I once read the sometimes you just have to stay silent because no words can explain what’s going on in your mind and heart. For some moments in life, there just are no words that will make life right again, or take it back to the way it was. That’s where I found myself as I sat down to write on Monday morning.

My heart is in touch with the suffering throughout the world these days. It’s a very real, quiet and solitary place, that opens up when my heart makes room for the suffering I see all around, and there are no words to explain. It’s a place far removed from the political, scientific, and religious talk about the Covid-19 Pandemic. It’s a deeper place than “China caused this,” “wash your hands and social distance and flatten the curve,” or “God’s getting our attention – He’s sent plagues before.” It’s a place of weeping for children and parents, for those who’ve lost their jobs, for the homeless and hungry, for the sick and dying and those who care for them, for those who are in vulnerable positions day after day doing essential tasks. A few nights ago, I wept for the people of Africa as I thought about the virus sweeping over that land, and I struggled in prayer for them. Each morning I sing the simple prayer, “Lord, lay some soul upon my heart, and love that soul through me.” I believe God does that from time to time, and it’s hard to explain what goes on in my heart and mind when that happens.
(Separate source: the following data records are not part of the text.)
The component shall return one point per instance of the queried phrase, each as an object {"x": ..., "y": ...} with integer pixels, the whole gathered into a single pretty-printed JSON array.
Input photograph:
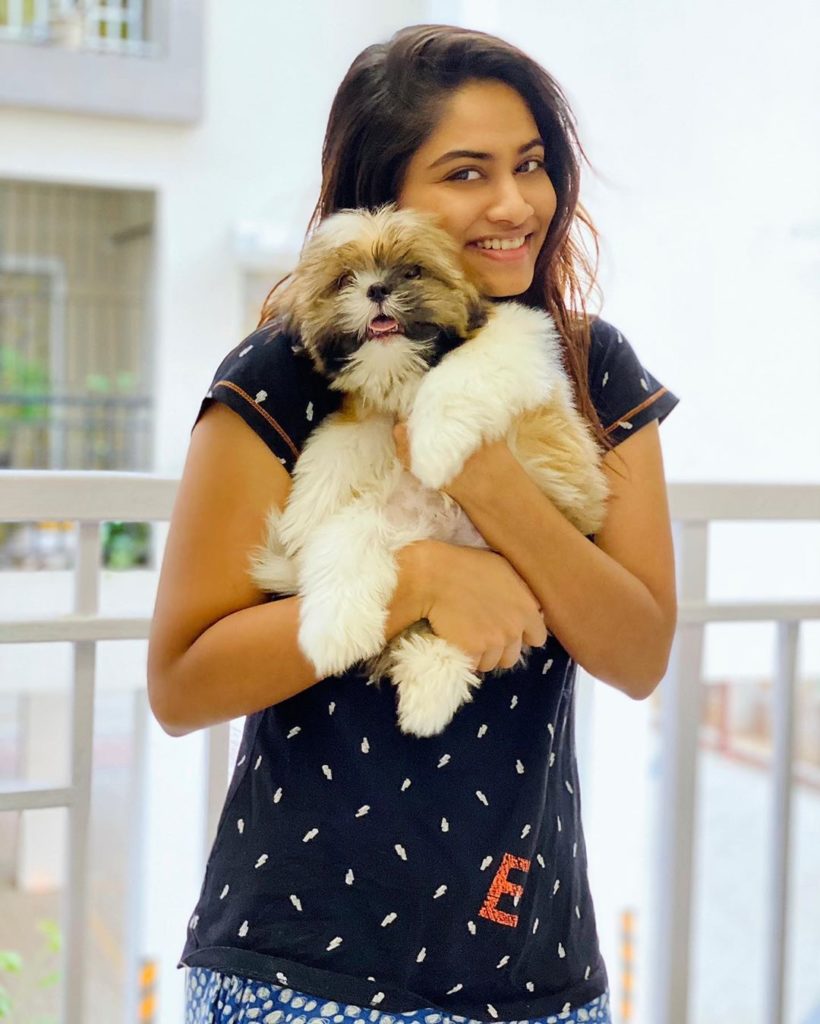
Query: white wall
[{"x": 270, "y": 75}]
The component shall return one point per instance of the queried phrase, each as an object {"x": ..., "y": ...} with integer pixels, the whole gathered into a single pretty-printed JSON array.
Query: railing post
[
  {"x": 86, "y": 601},
  {"x": 782, "y": 734},
  {"x": 681, "y": 706}
]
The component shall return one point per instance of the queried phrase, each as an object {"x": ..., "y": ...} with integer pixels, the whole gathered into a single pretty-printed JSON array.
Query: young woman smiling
[{"x": 357, "y": 872}]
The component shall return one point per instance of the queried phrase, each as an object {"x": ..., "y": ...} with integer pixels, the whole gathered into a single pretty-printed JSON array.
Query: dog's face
[{"x": 378, "y": 299}]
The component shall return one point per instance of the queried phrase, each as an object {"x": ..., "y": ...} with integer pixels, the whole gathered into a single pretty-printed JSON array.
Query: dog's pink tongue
[{"x": 383, "y": 325}]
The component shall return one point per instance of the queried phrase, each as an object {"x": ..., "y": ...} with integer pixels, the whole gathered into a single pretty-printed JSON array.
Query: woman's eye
[
  {"x": 467, "y": 170},
  {"x": 533, "y": 160}
]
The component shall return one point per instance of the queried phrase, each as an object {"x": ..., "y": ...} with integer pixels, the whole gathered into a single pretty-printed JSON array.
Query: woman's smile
[{"x": 482, "y": 171}]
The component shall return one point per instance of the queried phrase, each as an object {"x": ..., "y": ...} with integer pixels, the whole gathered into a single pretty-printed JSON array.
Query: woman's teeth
[{"x": 502, "y": 243}]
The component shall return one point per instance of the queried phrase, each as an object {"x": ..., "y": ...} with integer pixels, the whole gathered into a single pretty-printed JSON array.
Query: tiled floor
[{"x": 729, "y": 924}]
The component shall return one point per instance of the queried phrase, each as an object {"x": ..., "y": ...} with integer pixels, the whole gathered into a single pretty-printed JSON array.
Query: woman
[{"x": 358, "y": 872}]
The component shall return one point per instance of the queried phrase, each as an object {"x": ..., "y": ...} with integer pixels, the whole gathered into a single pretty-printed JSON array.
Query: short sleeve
[
  {"x": 626, "y": 395},
  {"x": 272, "y": 385}
]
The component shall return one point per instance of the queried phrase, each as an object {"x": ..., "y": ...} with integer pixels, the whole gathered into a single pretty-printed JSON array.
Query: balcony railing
[{"x": 90, "y": 499}]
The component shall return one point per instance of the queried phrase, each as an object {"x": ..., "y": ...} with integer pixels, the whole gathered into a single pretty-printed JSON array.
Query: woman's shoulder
[
  {"x": 270, "y": 382},
  {"x": 624, "y": 393}
]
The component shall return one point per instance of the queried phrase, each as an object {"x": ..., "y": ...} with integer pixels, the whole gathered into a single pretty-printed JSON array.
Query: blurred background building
[{"x": 159, "y": 164}]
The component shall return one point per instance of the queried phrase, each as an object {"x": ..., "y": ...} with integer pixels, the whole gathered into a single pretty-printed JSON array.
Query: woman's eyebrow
[{"x": 475, "y": 155}]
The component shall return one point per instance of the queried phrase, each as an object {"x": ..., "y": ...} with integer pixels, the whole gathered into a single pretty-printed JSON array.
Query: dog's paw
[
  {"x": 433, "y": 680},
  {"x": 334, "y": 646}
]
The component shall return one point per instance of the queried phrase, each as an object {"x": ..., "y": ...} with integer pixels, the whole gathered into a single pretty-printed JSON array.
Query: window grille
[{"x": 121, "y": 26}]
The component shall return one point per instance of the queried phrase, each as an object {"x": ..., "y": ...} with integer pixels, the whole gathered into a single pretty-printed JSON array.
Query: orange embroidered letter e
[{"x": 502, "y": 885}]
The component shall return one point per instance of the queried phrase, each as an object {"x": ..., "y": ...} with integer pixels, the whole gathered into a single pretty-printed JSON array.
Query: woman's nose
[{"x": 509, "y": 204}]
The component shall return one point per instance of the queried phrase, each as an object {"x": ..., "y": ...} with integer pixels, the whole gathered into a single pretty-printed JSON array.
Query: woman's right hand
[{"x": 475, "y": 599}]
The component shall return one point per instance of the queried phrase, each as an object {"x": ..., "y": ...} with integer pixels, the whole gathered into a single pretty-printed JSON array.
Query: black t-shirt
[{"x": 361, "y": 864}]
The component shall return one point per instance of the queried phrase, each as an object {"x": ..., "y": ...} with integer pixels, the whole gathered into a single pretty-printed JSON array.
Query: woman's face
[{"x": 482, "y": 171}]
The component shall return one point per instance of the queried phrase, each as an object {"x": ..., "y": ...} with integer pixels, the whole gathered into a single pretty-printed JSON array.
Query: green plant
[
  {"x": 46, "y": 974},
  {"x": 125, "y": 544},
  {"x": 20, "y": 376}
]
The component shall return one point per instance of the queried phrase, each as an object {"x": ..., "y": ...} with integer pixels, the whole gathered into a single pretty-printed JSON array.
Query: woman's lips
[{"x": 503, "y": 255}]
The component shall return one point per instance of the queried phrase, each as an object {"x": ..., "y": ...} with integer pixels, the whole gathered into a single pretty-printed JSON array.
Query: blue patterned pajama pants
[{"x": 212, "y": 997}]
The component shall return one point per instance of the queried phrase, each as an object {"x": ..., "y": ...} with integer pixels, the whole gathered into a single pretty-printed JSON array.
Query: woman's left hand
[{"x": 486, "y": 466}]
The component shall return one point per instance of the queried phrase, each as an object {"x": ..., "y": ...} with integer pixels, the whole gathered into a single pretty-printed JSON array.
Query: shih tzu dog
[{"x": 387, "y": 314}]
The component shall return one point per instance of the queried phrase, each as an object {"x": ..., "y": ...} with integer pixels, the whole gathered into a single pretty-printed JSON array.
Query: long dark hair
[{"x": 389, "y": 102}]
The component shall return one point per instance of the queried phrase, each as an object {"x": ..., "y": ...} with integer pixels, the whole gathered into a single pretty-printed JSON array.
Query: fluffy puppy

I once read that pain is “inevitable” but suffering is “optional.” My heart begs to differ – for suffering is not optional in these uncertain days. “Although the world is full of suffering,” Helen Keller reminds us, “it is full also of the overcoming of it.” Her words are words are word of hope.

In times like these, I turn to the words of others to help find my voice. this morning I read:

“There are no words

sometimes

for the pain that finds us.

Only time,

as it drips along

into a new day,

a new breath,

a new hope.”

The words I heard in a song a few days ago were helpful as well:

“What if Your blessings come through raindrops,

what if Your healing comes through tears,

What if a thousand sleepless nights

are what it takes to know You’re near?”

The words of Lamentations 3:21-24 are God’s Word to us this very day and all our days:

“This I call to mind, and therefore I have hope.

The steadfast love of the Lord never ceases,

his mercies never come to an end;

they are new every morning;

great is your faithfulness.

‘The Lord is my portion’, says my soul,

‘therefore I will hope in him.’”

Praying for hope in the midst of suffering and the continuing assurance of God’s love and care; praying for words to say what needs to be said, so that hearts might be moved to do what needs to be done; and giving thanks for those streams of mercy, never ceasing!